Power to the Patient: Mount Sinai Puts Medical Records Snapshot on Smart Cards
At New York's Mount Sinai Medical Center, an innovative program gives patients a personal medical snapshot on an encrypted smart card. The goals: Improve quality of care, reduce records mistakes, and speed revenue collection. Is this part of the future for your health records?
Giving patients more control over their own medical records is a complicated problem that various companies and governmental groups have been trying to crack for years. President Bush backs the idea of a Nationwide Health Information Network to reduce costs and improve care, through making records electronic and more easily shared among institutions. As part of that NHIN effort, various RHIOs (regional health information organizations) are working on ways to connect records and make systems interoperable between institutions.

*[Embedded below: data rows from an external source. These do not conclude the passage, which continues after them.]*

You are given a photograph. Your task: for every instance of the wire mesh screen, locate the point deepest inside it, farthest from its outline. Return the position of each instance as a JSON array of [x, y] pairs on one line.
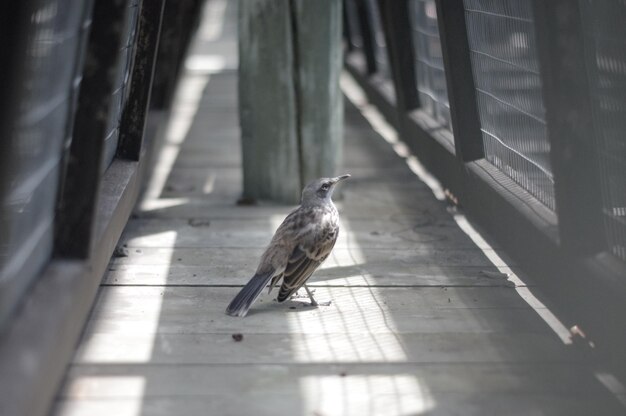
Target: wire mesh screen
[[121, 84], [429, 72], [378, 36], [605, 49], [508, 91], [50, 41]]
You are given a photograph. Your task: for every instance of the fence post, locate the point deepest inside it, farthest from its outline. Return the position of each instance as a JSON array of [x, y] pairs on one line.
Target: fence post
[[133, 121], [566, 94], [468, 141], [74, 222]]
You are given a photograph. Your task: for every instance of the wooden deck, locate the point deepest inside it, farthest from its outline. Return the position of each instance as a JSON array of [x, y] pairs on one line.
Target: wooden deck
[[415, 326]]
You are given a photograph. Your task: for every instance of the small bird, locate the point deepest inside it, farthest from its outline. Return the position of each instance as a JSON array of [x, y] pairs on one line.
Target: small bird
[[301, 243]]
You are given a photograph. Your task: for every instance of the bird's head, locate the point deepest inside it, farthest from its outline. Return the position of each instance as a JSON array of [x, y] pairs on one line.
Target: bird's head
[[320, 189]]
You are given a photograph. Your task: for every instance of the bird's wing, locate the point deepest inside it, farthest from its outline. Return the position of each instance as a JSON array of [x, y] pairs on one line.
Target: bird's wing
[[301, 265]]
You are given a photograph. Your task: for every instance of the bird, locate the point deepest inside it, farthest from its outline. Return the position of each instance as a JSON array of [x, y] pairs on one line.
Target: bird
[[300, 244]]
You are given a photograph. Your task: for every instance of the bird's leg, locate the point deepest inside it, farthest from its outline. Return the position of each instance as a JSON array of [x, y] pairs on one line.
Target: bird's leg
[[308, 292]]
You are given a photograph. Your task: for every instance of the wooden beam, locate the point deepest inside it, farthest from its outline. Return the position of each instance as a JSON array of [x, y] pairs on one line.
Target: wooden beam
[[560, 43], [133, 123], [455, 49], [78, 201], [397, 27], [367, 33]]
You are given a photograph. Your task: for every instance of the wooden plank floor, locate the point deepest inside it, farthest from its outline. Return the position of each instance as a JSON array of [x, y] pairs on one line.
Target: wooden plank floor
[[415, 325]]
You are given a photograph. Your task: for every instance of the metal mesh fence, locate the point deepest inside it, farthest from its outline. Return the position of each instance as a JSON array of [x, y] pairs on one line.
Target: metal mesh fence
[[508, 90], [44, 74], [605, 49], [429, 72]]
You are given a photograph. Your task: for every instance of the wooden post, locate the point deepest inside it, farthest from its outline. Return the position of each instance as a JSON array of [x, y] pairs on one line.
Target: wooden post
[[78, 201], [290, 104], [468, 139], [136, 110]]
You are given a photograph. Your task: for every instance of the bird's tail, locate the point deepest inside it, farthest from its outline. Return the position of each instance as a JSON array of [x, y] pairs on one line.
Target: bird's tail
[[245, 298]]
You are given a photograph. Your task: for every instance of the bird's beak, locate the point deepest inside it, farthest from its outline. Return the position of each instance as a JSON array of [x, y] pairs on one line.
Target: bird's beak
[[340, 178]]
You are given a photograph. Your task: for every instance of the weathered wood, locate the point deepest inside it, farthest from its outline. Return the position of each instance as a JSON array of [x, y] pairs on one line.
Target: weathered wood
[[290, 102], [226, 268], [320, 106], [134, 116], [468, 139], [196, 310], [567, 96], [393, 341], [268, 102], [103, 382], [389, 233], [336, 347], [78, 201]]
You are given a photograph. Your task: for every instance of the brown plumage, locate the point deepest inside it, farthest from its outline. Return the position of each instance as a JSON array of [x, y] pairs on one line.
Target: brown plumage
[[301, 243]]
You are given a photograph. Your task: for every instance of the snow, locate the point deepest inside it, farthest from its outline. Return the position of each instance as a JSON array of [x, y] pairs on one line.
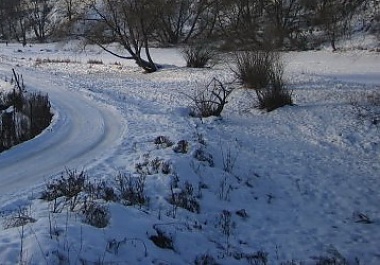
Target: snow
[[297, 183]]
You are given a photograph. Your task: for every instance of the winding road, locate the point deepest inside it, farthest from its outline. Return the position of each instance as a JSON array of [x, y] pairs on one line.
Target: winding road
[[82, 134]]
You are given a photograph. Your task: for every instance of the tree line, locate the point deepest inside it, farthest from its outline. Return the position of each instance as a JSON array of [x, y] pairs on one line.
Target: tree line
[[22, 115], [229, 24]]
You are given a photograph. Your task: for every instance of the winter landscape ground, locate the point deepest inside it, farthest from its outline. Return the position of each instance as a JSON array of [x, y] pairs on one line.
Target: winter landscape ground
[[298, 185]]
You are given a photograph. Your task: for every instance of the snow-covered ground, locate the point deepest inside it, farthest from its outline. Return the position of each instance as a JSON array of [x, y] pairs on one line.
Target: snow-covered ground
[[297, 183]]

Private industry sees big dollars to be made in organizing medical records: Google's expressed interest and Microsoft made news last week with its HealthVault service, an advertising-supported Web portal where consumers can collate their medical records. Contino believes Microsoft's model asks a bit too much work of consumers.
"The card is portable," he adds. "A Web site doesn’t have a security token that you can carry with you as you travel through institutions."
Contino advocates an arrangement where consumers use a smart card with a medical history snapshot, combined with a personal health portal run by a trusted third-party like a hospital or medical practice. The portal becomes important since the Web has unlimited space, whereas a 64K smart card doesn’t, says Contino, who also serves as co-chair of the Smart Card Alliance's healthcare council, helping the non-profit industry group share expertise and best practices.
The key for patients is control, Contino says. "The patient can see everything on the card," Contino says. "This gets rid of the fear factor that a lot of patients have." Today Mount Sinai patients can view card data using a kiosk at the hospital; in the future, Contino envisions consumer kits including card readers for home use. Mount Sinai has already learned some interesting technology and organizational lessons since rolling out the first 2000 or so health cards since February, and since forming a network of 10 New York area medical institutions to use the system.
Paper Problem, Portable Answer
Most people know all too well the reality of medical records today: The first thing you do upon arrival at a medical facility is present your driver's license and insurance card. Then you fill out an average of about 4 forms per visit. If you're visiting different departments within a hospital in one day, you may fill out a form-filled clipboard with the same information repeatedly. That information will not necessarily follow you to your primary care doctor or offsite specialists.
As Frank Avignone, VP of medical data firm Cocentrx, noted at the Smart Card Alliance's annual conference in Boston last week: “When was the last time you looked at anything other than a piece of paper for your healthcare information? The healthcare industry needs to catch up.” Everyone has their own paperwork-related snafu story. It's not surprising that patients, Contino says, want more control.